Posted by: captainfalcon | November 9, 2011

Amusing Tax Case

§ 165(a) of the IRC allows deductions for “any loss sustained during the taxable year and not compensated for insurance or otherwise.” § 165(c) limits such deductions to (inter alia) “lossess of property . . . if such losses arise from fire, storm, shipwreck, or other casualty, or from theft.”

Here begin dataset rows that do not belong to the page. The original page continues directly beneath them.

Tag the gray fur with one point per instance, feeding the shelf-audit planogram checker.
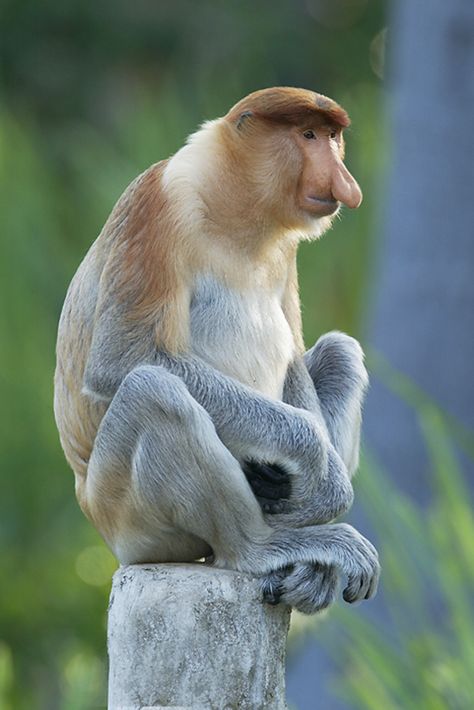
(176, 431)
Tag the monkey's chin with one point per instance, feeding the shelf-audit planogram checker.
(320, 207)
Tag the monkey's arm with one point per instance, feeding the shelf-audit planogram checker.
(256, 428)
(330, 382)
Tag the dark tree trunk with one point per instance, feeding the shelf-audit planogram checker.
(423, 315)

The material facts in Blackman v. Commissioner: “[O]n September 2, 1980, the petition . . . went to his former home [which petitioner still owned]. He wanted to ask his wife whether she wanted a divorce. They quarreled, and Mrs. Blackman left the house. After she left, the petitioner gathered some of Mrs. Blackman’s clothes, put  them on the stove, and set them on fire. The petitioner claims that he then “took pots of water to dowse the fire, put the fire totally out” and left the house. The fire spread . . . When the firefighters arrived, they found some of the clothing still on the stove. The house and its contents were destroyed.” After his insurance declined to honor his claim, “On his 1980 Federal income tax return, the petitioner deducted as a casualty loss $97,853 attributable to the destruction of his residence and its contents.”

The language of § 165, which does not limit deductions to casualty losses arising from certain kinds of conduct, seems to allow the deduction. Following various earlier decisions, the court carved a public policy exception to it. Their holding: “We refuse to encourage couples to settle their disputes with fire.”